It’s easy to make homemade yogurt

It’s relatively easy to make yogurt at home without any special tools. After getting a brief demonstration from my uncle, I decided to give it a shot. Although my uncle uses an Instant Pot to incubate the yogurt, I had success with a 1 gallon insulated Coleman jug. The insulated jug is definitely the cheapest way to proceed and for now I don’t see a need to buy a special appliance.

Homemade yogurt is smoother and less tart than similar, store-bought yogurts. Although you can do so, I did not add any flavoring or sweetener to the yogurt. I got enough sweetness from adding granola and fruit to the yogurt when I eat it.Here is the recipe I used to make yogurt at home.INGREDIENTS

  • 1 Gallon Milk
  • 3 tablespoons plain, unsweetened yogurt with live cultures (fat content does not matter)


  • Prepare an ice bath by filling the sink with ice and water.
  • Attach a candy thermometer to a heavy, large pot and add the milk to a large, heavy pot and place on medium heat. Heat the milk until it reaches at least 180°F or boils, stirring occasionally to prevent a skin from forming and making sure the milk doesn’t scald or boil over.
  • Remove the milk from the heat and allow it to cool to 110°F to 115°F. The optional ice bath will speed the cooling process.
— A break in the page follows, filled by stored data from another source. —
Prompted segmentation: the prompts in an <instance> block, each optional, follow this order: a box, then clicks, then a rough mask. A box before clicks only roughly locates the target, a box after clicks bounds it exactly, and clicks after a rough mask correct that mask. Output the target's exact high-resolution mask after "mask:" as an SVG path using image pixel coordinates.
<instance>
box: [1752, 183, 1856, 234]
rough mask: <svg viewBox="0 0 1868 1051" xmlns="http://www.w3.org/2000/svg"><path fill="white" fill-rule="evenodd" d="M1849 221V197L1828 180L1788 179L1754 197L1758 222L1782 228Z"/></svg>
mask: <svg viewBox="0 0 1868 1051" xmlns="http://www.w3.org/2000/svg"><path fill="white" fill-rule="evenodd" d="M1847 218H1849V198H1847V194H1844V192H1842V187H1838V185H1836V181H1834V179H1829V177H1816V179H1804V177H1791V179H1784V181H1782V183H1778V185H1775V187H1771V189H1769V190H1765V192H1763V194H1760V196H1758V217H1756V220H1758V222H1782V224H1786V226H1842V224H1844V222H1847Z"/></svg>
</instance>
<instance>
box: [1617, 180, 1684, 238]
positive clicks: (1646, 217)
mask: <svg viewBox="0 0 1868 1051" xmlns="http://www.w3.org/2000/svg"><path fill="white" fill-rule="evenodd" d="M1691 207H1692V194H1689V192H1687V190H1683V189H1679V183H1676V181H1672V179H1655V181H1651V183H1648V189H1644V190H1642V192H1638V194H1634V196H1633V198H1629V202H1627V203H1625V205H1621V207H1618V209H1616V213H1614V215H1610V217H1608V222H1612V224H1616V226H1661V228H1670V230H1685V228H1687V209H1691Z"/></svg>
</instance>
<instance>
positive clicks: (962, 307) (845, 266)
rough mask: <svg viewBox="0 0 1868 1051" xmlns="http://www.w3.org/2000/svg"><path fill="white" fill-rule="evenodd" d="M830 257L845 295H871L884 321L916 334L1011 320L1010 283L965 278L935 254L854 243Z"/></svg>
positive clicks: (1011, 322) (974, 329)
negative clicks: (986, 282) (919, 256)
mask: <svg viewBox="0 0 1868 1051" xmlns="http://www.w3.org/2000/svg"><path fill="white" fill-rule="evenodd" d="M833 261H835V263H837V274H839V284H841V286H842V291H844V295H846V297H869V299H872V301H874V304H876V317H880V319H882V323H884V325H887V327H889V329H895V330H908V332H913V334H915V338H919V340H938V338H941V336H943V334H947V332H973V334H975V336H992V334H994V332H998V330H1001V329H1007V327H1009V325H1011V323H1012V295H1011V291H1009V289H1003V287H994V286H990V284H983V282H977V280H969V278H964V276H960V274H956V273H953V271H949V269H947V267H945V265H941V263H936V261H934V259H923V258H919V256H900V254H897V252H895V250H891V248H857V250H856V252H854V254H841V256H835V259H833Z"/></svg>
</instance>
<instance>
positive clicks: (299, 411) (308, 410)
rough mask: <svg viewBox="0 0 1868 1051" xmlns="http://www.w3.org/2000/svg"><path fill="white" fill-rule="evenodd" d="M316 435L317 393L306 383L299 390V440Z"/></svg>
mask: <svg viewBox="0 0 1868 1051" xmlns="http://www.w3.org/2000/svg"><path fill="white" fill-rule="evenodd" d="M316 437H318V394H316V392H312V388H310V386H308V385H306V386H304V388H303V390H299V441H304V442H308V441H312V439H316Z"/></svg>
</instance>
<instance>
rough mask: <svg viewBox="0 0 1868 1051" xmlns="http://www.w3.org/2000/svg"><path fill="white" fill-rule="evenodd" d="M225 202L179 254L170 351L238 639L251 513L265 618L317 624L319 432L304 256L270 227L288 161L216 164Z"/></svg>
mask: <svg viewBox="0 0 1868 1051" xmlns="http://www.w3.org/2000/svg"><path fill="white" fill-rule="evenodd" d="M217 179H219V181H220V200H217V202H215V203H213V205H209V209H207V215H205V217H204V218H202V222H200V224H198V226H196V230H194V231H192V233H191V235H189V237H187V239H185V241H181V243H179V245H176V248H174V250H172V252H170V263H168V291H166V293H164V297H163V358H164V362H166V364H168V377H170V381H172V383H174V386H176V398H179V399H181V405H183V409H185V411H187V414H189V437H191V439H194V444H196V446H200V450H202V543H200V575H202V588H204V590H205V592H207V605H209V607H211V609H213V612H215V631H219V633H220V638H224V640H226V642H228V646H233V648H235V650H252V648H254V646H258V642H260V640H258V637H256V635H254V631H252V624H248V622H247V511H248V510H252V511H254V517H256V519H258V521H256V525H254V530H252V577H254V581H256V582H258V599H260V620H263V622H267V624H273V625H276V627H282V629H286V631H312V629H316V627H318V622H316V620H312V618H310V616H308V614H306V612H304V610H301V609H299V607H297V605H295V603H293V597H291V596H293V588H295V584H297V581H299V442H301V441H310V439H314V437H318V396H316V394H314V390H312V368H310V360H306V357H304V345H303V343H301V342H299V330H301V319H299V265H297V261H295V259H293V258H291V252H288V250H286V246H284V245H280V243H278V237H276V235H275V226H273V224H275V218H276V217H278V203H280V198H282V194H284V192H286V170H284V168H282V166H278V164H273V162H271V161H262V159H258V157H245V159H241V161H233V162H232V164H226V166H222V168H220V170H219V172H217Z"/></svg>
Stir occasionally to speed the cooling process. (If the temperature drops too low, return it to the heat.)
  • When the temperature nears 115°F pour 1 cup of mil in a small bowl and combine with yogurt, stirring to combine. Add the yogurt-milk mixture to the remaining warm milk and stir until completely incorporated. Do not stir vigorously.
  • Pour the mixture into yogurt maker containers, Instant Pot or another incubator such as an insulated jug (if using an insulated jug, first warm the inside with hot tap water) and incubate between 110°F and 115°F for 5 to 10 hours, depending on the desired flavor and consistency—longer incubation periods produces thicker, more tart yogurt. Do not disturb the yogurt during incubation.
  • Cover the yogurt and refrigerate until cold, 2 to 3 hours. (If you used a thermos to incubate, transfer the finished yogurt to a non-insulated container for chilling so the temperature will drop.) Stir any flavorings into the yogurt just before serving. (For thicker, Greek-style yogurt, after incubation, spoon the yogurt into a cheesecloth-lined colander or nut bag and set over a bowl and let it drain, covered in the refrigerator, for at least 1 hour or overnight. Discard the whey that drains out of the yogurt or reserve it for another use.)
  • Straining will yield about 1 quart of whey, leaving 3 quarts of yogurt.
  • Yogurt can be stored in the refrigerator, in covered glass, ceramic, or plastic containers, for up to 2 weeks, but the flavor will be the best during the first week. As yogurt ages, it becomes more tart. If more whey separates out of the yogurt, just stir it back in before serving.
  • Add vanilla flavor, sugar or artificial sweetener as you see fit to the final product.